Что же это значит? Какое-то тайное великолепие превозмогает в мире всё-таки отрицание, — и хотя есть „смерть“ и „царит смерть“, но „побеждает, однако, жизнь и в конце концов остаётсяпоследнею…“. Вот как объясняется „моральное движение“ и даже „подводится ему итог“.

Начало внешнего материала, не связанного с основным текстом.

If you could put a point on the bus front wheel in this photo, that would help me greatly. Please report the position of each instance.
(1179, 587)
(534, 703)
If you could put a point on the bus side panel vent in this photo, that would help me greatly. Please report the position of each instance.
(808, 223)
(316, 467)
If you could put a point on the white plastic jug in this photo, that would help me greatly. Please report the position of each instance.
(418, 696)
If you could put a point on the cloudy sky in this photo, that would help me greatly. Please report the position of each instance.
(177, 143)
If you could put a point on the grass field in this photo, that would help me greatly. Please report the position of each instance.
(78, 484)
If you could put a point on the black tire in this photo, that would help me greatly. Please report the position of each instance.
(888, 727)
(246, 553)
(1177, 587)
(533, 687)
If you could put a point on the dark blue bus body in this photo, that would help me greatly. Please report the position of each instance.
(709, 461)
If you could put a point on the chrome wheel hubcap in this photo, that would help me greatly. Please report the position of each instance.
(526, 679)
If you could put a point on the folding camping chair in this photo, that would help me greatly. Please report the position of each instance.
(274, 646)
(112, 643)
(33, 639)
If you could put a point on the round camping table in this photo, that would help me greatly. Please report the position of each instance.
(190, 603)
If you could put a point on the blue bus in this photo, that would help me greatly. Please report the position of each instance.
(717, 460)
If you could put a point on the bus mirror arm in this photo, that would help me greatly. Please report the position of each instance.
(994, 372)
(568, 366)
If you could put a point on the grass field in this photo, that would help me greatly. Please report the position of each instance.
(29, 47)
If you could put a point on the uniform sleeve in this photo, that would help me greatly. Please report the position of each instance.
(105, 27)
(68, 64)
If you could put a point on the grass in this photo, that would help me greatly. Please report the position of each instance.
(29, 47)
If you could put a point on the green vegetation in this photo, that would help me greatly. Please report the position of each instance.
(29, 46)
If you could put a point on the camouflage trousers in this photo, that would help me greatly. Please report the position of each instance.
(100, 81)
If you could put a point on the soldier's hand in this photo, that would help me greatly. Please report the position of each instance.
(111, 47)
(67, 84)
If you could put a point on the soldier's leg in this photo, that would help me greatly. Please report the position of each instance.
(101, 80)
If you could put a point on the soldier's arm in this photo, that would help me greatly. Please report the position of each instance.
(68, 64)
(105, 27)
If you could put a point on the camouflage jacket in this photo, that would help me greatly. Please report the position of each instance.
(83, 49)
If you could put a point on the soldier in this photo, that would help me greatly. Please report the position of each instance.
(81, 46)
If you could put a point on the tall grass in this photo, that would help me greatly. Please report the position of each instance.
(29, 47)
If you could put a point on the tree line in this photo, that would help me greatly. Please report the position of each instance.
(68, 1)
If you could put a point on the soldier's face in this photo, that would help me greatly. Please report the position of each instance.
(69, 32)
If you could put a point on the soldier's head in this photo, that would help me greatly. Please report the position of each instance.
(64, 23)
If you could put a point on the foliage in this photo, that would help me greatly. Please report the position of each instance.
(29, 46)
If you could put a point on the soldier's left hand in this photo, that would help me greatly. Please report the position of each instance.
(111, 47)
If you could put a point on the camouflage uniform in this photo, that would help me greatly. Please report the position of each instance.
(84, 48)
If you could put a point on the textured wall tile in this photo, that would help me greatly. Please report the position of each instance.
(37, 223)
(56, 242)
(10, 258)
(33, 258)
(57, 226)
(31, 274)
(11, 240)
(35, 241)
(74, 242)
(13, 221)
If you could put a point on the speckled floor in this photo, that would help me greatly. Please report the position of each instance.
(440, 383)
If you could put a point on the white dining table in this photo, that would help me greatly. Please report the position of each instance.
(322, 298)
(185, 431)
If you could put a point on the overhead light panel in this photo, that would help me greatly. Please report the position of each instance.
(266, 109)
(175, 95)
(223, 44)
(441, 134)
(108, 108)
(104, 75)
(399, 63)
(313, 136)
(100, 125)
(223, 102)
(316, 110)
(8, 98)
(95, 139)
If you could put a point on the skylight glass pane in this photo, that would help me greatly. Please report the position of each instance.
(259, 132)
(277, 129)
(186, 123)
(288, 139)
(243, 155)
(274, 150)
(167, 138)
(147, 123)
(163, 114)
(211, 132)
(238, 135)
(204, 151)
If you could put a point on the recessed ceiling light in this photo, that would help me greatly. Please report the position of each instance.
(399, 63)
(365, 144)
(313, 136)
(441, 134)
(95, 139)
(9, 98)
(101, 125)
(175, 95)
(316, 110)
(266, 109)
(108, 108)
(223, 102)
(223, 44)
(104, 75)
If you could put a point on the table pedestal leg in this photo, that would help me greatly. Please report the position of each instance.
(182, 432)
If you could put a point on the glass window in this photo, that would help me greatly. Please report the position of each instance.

В итоге — всё-таки „религия“…
В итоге — всё-таки „церковь“…
С её загадками и глубинами. Простая истина. И ею хочется погрозить всем „танцующим“ (их много): „Господа, здесьтише, около этого— тише“. „Сами не зная того, все вы только религиею и церковью и живёте, даже кощунствуя около них, ибо самоё кощунство-то ваше мелкое, не глубокое. Если бы вас на самом деле оставила религия — вам открылось бы безумие во всех его не шуточных ужасах“».
Глава двадцать четвёртая
«ГЕРОЙ НАШЕГО ВРЕМЕНИ»
27 апреля 1840 года «Литературная газета» сообщила о выходе романа Лермонтова «Герой нашего времени».
Около двух столетий прошло с тех пор, а роман, в который раз его ни перечитываешь, всё так же свеж, упруг, стремителен, захватывающе привлекателен, глубок и по-прежнему блещет живостью, красками, поэзией, умом, юмором, иронией, трезвостью оценок, как будто бы написан вчера, — и по языку своему нисколько, почти что ни одним словом не устарел. Давнишнее, современное роману определение Н. В. Гоголя остаётся точным и справедливым: «Никто ещё не писал у нас такою правильною, прекрасною и благоуханною прозой». В подобном духе позже высказался А. П. Чехов: «Я не знаю языка лучше, чем у Лермонтова…» И. А. Бунин вспоминает в своей книге о Чехове, что Антон Павлович, горячо любивший литературу, особенно часто с восторгом говорил о «Тамани» Лермонтова: «Не могу понять… как мог он, будучи мальчиком, сделать это! Вот бы написать такую вещь да ещё водевиль хороший, тогда бы и умереть можно!» И вновь мнение Чехова: «Я не знаю языка лучше, чем у Лермонтова… Я бы сделал так: взял его рассказ и разбирал бы, как разбирают в школах, по предложениям, по частям предложения. Так бы и учился писать». В письме Я. П. Полонскому Чехов утверждал, что лермонтовская «Тамань» и пушкинская «Капитанская дочка» «прямо доказывают тесное родство сочного русского стиха с изящной прозой».
Подобных высказываний множество, — приведём основные.
В. Г. Белинский так отозвался о «Тамани»: «Мы не решились делать выписок из этой повести, потому что она решительно не допускает их; это словно какое-то лирическое стихотворение, вся прелесть которого уничтожается одним выпущенным или изменённым не рукою самого поэта стихом; она вся в форме; если выписывать, то должно бы её выписать всю от слова до слова; пересказывание её содержания даст о ней такое же понятие, как рассказ, хотя бы и восторженный, о красоте женщины, которой вы сами не видели».